Bay Area homebuyers faced with skyrocketing real estate prices and mortgage costs that have more than doubled over the last year appear to be hitting their limit, pushing more home sellers to do what has become almost unthinkable in the region’s white-hot market: cut prices.

“A lot of buyers are being priced out,” said Nicole Bachaud, a market analyst for Zillow. “Demand is definitely pulling back.”

Average U.S. mortgage rates hit 5.78% last week. With the typical home in the San Jose area valued at $1.7 million in May, the average monthly payment on a new mortgage reached a whopping $9,136 per month — nearly 60% higher than May of last year and more than 5% higher than April of this year, according to Zillow. Typical home values have risen more than 22% in the last year.

In the San Francisco area, the typical home value of $1.5 million in May means a new-mortgage payment of $8,117 per month, more than 50% higher than May last year and more than 5% higher than April. Home values in the area have shot up 18.5% in the last year.

Across the country, climbing interest rates driving higher mortgage costs, combined with record home prices, have created a mortgage-affordability crisis not seen since 2007, Zillow reported. Nationally, housing affordability has cratered to its lowest point in the last 15 years.

“The trend appears to show that the market passed an inflection point for home values between April and May, transitioning from ever-hotter to somewhat-cooler price growth,” Bachaud wrote in Zillow’s May market report. “This deceleration is a clear signal that buyers are dialing back their demand for homes in the face of daunting affordability challenges.”

Incomes have not risen in tandem with housing prices and mortgage rates, Bachaud noted. “For new homeowners or people trying to get into the market, it’s quite a bit more challenging now than it’s been in the past.”

Home sellers in the Bay Area seem to be responding to weaker demand, data show. Back in April, the share of homes listed for sale with a price cut was lower than 5% in the San Jose area, and lower than 6% in the San Francisco area, according to Zillow. By May, sellers had cut the price of more than 8% of listed homes in both areas.

Owners trimming asking prices does not signal an end to the housing crisis in the Bay Area and across the country, Bachaud said. Prices are just going to “slow down the speed that they get higher,” she said. “It doesn’t necessarily mean that things are going to get any cheaper.”

Zillow also expects rent prices in the Bay Area and the U.S. to rise because of an increase in rental demand. “As people are priced out of buying a home, they have to live somewhere,” Bachaud said.

In the San Francisco area, typical rents in May reached $3,214, more than 10% higher than the previous May. And, at $3,295, typical rents in the San Jose area rose more than 12% from the previous year.
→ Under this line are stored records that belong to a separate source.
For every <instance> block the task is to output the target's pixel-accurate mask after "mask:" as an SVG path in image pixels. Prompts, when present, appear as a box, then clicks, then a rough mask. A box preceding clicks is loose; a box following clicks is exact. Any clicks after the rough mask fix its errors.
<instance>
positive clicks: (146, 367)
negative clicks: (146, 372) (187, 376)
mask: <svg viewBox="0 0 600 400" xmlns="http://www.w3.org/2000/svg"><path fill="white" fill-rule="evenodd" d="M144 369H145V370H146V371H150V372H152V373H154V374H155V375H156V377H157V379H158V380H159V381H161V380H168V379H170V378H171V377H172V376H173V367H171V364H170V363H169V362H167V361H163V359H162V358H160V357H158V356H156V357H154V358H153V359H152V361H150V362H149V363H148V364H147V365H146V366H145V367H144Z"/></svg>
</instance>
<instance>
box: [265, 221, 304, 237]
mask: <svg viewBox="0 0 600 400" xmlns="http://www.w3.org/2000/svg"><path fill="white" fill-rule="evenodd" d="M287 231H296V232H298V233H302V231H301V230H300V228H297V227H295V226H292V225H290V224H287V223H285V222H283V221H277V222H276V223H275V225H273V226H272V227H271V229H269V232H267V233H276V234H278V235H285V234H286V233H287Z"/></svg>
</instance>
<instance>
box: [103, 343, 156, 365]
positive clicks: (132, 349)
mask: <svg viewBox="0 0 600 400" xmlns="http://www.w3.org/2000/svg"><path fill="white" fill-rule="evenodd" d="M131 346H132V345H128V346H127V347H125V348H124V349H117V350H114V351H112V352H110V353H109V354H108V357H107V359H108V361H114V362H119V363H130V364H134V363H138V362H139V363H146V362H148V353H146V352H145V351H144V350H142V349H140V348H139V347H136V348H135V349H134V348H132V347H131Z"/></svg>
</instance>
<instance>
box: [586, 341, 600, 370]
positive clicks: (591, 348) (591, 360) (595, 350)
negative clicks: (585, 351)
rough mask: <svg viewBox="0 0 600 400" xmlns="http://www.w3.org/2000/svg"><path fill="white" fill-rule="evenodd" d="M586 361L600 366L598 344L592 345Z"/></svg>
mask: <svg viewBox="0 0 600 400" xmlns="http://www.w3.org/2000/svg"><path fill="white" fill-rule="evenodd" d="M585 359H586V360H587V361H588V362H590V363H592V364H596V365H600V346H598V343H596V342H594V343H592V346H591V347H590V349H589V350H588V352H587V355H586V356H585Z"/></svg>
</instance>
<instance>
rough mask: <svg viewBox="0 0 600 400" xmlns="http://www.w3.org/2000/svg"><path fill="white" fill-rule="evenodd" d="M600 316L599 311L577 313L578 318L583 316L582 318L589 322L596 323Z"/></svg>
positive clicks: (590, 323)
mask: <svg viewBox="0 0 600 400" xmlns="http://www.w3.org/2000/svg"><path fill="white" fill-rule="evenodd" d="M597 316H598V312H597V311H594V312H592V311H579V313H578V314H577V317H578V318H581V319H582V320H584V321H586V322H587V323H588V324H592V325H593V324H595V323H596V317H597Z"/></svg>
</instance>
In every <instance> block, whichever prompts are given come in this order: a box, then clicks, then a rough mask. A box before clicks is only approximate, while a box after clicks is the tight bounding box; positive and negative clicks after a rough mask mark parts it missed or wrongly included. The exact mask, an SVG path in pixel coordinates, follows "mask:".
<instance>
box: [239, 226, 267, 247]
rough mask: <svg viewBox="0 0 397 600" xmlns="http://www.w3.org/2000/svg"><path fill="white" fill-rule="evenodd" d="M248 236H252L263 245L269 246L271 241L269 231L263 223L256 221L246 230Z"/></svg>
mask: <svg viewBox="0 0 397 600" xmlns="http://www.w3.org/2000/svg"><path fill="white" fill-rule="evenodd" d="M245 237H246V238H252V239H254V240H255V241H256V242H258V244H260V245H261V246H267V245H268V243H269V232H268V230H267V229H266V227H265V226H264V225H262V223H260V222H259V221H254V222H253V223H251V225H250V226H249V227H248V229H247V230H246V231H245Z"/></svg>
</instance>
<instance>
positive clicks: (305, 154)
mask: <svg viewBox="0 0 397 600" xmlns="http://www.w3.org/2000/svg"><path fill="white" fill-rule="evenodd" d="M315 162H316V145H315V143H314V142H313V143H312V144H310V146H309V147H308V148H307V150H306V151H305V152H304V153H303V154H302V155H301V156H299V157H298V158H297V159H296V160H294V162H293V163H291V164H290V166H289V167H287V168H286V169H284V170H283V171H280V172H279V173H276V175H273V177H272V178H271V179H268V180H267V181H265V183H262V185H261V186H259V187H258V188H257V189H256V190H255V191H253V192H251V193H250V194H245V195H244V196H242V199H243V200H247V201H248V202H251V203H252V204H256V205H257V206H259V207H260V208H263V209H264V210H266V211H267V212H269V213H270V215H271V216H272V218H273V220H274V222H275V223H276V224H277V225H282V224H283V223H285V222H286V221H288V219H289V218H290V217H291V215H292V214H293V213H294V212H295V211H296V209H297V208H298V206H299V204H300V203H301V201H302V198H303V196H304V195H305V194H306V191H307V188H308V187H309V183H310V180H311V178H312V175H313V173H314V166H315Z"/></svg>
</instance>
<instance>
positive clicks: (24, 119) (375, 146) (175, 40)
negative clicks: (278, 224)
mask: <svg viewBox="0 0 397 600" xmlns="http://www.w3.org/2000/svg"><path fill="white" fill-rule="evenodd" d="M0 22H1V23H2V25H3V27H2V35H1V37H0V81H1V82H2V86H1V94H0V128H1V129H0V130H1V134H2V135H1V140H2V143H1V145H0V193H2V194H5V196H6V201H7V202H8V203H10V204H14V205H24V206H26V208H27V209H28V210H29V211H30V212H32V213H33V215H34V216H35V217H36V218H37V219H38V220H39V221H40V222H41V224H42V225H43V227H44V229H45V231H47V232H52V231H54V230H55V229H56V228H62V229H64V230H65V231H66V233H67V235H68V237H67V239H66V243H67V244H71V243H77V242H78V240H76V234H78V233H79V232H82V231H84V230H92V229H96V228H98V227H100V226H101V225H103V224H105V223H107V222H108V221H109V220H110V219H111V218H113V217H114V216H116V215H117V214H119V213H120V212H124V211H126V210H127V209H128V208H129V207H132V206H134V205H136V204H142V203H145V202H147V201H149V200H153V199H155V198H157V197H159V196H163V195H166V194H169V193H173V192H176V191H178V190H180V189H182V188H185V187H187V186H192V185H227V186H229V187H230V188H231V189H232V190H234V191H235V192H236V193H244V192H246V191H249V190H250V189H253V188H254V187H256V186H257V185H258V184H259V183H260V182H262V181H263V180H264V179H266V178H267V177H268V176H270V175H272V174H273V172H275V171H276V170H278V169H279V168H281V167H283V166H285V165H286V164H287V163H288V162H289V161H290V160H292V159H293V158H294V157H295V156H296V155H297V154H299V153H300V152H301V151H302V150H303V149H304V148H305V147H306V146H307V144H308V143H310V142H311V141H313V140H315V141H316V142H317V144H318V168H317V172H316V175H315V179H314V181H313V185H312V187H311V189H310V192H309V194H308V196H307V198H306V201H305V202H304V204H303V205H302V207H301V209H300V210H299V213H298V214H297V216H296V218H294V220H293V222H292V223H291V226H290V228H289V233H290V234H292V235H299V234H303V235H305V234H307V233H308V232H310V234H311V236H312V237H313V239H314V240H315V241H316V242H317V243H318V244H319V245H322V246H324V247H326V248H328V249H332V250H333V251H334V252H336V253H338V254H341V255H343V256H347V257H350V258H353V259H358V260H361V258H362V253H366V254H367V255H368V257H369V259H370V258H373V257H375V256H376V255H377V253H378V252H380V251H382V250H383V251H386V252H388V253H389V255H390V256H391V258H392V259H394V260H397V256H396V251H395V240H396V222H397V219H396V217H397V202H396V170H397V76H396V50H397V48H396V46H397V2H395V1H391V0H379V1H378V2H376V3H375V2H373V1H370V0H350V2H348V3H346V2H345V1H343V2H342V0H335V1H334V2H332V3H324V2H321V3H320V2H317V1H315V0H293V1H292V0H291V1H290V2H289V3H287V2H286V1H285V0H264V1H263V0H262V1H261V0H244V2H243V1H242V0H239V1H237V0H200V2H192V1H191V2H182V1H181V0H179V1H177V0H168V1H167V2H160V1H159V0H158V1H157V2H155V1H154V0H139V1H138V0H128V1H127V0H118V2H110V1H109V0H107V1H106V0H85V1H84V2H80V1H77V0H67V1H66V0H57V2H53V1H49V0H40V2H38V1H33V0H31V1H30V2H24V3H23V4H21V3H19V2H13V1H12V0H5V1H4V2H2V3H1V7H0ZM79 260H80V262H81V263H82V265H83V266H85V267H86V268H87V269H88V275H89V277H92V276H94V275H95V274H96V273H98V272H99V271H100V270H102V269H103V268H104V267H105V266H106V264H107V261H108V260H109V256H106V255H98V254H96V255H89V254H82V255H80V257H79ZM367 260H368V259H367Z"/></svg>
Cupertino real estate agent Ramesh Rao sees the Bay Area housing market becoming more rational after the intense competition for homes and eye-popping prices of the past couple of years. With mortgage rates more than doubling since January 2021, rising inflation raising fears of a recession, Russia’s war in Ukraine creating economic uncertainty, and the stock market downturn affecting many buyers, home sellers and their agents can no longer pick an absurdly high price and see a house snapped up immediately, said Rao, of Coldwell Banker.

“Typical real estate considerations are coming into play,” Rao said. “Is a property priced right? Does it show well? Is it in a good school district?”
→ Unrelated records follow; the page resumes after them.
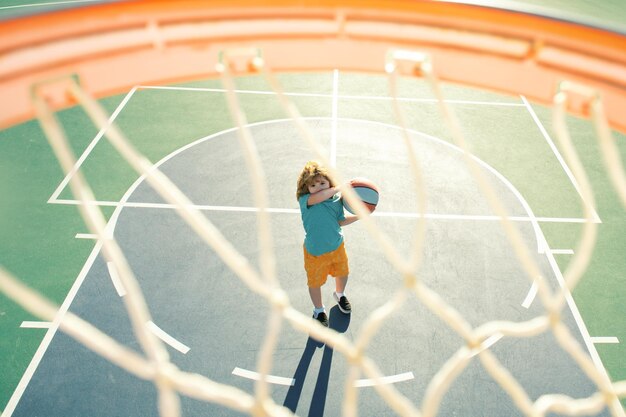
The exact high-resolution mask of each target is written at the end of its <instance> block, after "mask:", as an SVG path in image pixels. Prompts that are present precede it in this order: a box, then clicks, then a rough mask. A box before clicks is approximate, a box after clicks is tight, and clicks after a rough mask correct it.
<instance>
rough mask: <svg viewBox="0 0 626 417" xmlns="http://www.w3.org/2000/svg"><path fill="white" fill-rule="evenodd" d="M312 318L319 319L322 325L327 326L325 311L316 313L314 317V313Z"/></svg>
mask: <svg viewBox="0 0 626 417" xmlns="http://www.w3.org/2000/svg"><path fill="white" fill-rule="evenodd" d="M313 318H314V319H315V320H317V321H319V322H320V324H321V325H322V326H324V327H328V316H327V315H326V313H324V312H321V313H317V317H315V314H313Z"/></svg>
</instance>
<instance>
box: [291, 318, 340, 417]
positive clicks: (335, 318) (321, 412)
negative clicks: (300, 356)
mask: <svg viewBox="0 0 626 417" xmlns="http://www.w3.org/2000/svg"><path fill="white" fill-rule="evenodd" d="M349 325H350V314H343V313H342V312H341V311H340V310H339V308H338V307H337V306H334V307H333V308H331V309H330V314H329V317H328V327H330V328H331V329H333V330H335V331H337V332H338V333H345V332H346V330H348V326H349ZM322 346H324V343H322V342H319V341H317V340H315V339H313V338H311V337H309V338H308V339H307V341H306V346H305V348H304V352H302V357H301V358H300V362H299V363H298V367H297V368H296V372H295V374H294V376H293V378H294V379H295V383H294V385H292V386H291V387H290V388H289V391H288V392H287V396H286V397H285V402H284V403H283V405H284V406H285V407H287V408H288V409H290V410H291V411H292V412H293V413H295V412H296V408H297V407H298V402H299V401H300V395H301V394H302V387H303V386H304V380H305V378H306V374H307V371H308V370H309V365H310V364H311V359H312V358H313V355H314V354H315V350H316V349H317V348H321V347H322ZM332 361H333V350H332V348H330V347H328V346H324V354H323V356H322V363H321V364H320V370H319V374H318V375H317V382H316V384H315V390H314V391H313V398H311V407H310V408H309V417H321V416H323V415H324V407H325V406H326V394H327V392H328V380H329V378H330V368H331V365H332Z"/></svg>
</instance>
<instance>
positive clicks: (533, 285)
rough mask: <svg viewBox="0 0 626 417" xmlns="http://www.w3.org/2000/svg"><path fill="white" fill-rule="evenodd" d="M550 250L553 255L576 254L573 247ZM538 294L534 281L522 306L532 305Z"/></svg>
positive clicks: (527, 306) (522, 304) (535, 282)
mask: <svg viewBox="0 0 626 417" xmlns="http://www.w3.org/2000/svg"><path fill="white" fill-rule="evenodd" d="M549 252H550V253H551V254H552V255H573V254H574V250H572V249H549ZM536 296H537V283H536V282H534V281H533V285H532V286H531V287H530V290H529V291H528V295H526V298H525V299H524V301H523V302H522V307H524V308H529V307H530V305H531V304H532V303H533V301H534V300H535V297H536Z"/></svg>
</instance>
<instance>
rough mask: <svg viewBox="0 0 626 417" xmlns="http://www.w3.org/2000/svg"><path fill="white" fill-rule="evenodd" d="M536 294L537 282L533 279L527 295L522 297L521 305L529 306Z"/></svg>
mask: <svg viewBox="0 0 626 417" xmlns="http://www.w3.org/2000/svg"><path fill="white" fill-rule="evenodd" d="M536 296H537V283H536V282H534V281H533V285H531V286H530V290H529V291H528V295H526V298H524V301H523V302H522V307H524V308H529V307H530V305H531V304H532V303H533V301H534V300H535V297H536Z"/></svg>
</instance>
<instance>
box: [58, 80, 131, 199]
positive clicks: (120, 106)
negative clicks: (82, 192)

In the Bay Area, the stock market, more than mortgage rates, tends to guide the behavior of people buying single-family homes, Rao said. He has several clients who had been looking to spend $4 million or $5 million, but are now thinking twice because they would have to liquidate a much larger portion of their investments to come up with a down payment.

Houses may now be taking two weeks instead of one week to sell, and fewer buyers may be competing for homes, but any notion that buyers are regaining the upper hand is mistaken and hopes for “a huge price correction” are unfounded, Rao said. The region remains a seller’s market, he said. Still, Rao added, “the sellers are more reasonable these days.”